Country View in Explore Image

This guide has only two steps: Normalizing Aliases and Accessing Standard Country Data.

⚠️ Some steps in this guide require knowledge of SQL and LookML - ask in #data-help for assistance if needed.

We get country data from many sources: partners, telemetry, third-party tools etc. In order to analyze these in a standard way, i.e. make different analyses comparable, we can conform these sources to a set of standard country codes, names, regions, sub-regions, etc.

Step One - Normalizing Aliases

⚠️ If your country data already consists of two-character ISO3166 codes, you can skip to Step Two!

We refer to a different input name for the same country as "alias". For example, your data might contain the country value "US", another might contain "USA" and yet another might contain "United States", etc. This can be confusing when read in a table or seen on a graph.

To normalize this, we maintain a mapping of aliases from each country to its two-character ISO3166 code This includes misspellings and alternate language encoding that we encounter in various datasets. For example:

CI:
    - "Ivory Coast"
    - "Côte d’Ivoire"
    - "Côte d'Ivoire"
    - "Cote d'Ivoire"
    - "Côte d’Ivoire"
    - "The Republic of Côte d'Ivoire"

To map (normalize) your input alias to its country code, add a LEFT join from your table or view to the alias lookup table: mozdata.static.country_codes_v1. For example:

SELECT
    ...
    your_table.country,
    COALESCE(lookup.code, your_table.country, '??') as country_code
    ...
FROM
    your_table 
    LEFT JOIN mozdata.static.country_codes_v1 lookup ON your_table.country_field = lookup.name 

Note: we use ?? as a country-code for empty country data from data sources. This will map to "Unknown Country", "Unknown Region", etc.

At this point, you should check for cases where the resulting country_code matches your_table.country but does not match any values in the lookup table - you may have discovered a new alias, in which case please add it to the list! You can do this via a bigquery-etl pull request for example: https://github.com/mozilla/bigquery-etl/pull/2858.

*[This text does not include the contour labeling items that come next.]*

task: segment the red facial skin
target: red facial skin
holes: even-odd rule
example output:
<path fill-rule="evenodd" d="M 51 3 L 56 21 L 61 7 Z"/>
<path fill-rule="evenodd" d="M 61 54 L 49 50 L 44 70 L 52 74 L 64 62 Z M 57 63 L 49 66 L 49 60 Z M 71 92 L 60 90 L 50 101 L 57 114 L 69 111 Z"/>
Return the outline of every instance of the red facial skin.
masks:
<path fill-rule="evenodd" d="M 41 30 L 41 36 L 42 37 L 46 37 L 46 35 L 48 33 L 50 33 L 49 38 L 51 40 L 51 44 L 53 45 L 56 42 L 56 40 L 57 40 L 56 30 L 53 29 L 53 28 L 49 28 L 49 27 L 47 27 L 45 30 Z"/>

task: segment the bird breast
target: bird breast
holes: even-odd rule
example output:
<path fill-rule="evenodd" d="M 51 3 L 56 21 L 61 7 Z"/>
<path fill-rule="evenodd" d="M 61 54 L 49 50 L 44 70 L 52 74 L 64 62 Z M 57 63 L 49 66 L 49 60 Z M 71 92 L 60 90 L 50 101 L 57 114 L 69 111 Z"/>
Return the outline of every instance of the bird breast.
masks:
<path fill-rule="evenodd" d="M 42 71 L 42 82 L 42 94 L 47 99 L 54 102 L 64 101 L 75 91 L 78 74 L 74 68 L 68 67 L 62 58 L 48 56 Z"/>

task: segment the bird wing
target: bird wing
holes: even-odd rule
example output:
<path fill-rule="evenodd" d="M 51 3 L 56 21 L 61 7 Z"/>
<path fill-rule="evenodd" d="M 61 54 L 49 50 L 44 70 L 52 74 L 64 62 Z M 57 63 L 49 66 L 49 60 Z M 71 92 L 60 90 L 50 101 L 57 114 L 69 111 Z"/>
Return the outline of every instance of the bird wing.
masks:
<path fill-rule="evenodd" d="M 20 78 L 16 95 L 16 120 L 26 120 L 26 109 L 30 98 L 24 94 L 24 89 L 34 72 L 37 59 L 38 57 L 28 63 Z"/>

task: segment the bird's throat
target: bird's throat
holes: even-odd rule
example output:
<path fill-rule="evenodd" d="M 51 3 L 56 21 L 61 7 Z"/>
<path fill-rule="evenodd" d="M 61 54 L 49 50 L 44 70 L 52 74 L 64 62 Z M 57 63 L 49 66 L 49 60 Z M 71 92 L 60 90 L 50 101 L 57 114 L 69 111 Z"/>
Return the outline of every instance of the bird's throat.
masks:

⚠️ This list of aliases is public. If you are working with sensitive data, please do not add to the public list of aliases, you should handle it in custom logic in code that interfaces with your sensitive data for example in private-bigquery-etl or the private Looker spoke.

If you are satisfied that the country_code field is appropriately normalized, move on to Step Two!

Step Two - Accessing Standard Country Data

Standard country data is contained in the mozdata.static.country_codes_v1 table and by extension the shared/views/countries Looker View.

Add the following join to your Explore (either in the .explore.lkml or .model.lkml file):

include: "/shared/views/*"

...

join: countries {
    type: left_outer
    relationship: one_to_one
    sql_on: ${your_table.country_code} = ${countries.code} ;;
}

Now, you should be able to see the Countries View in your Explore 🎉

Country View in Explore Image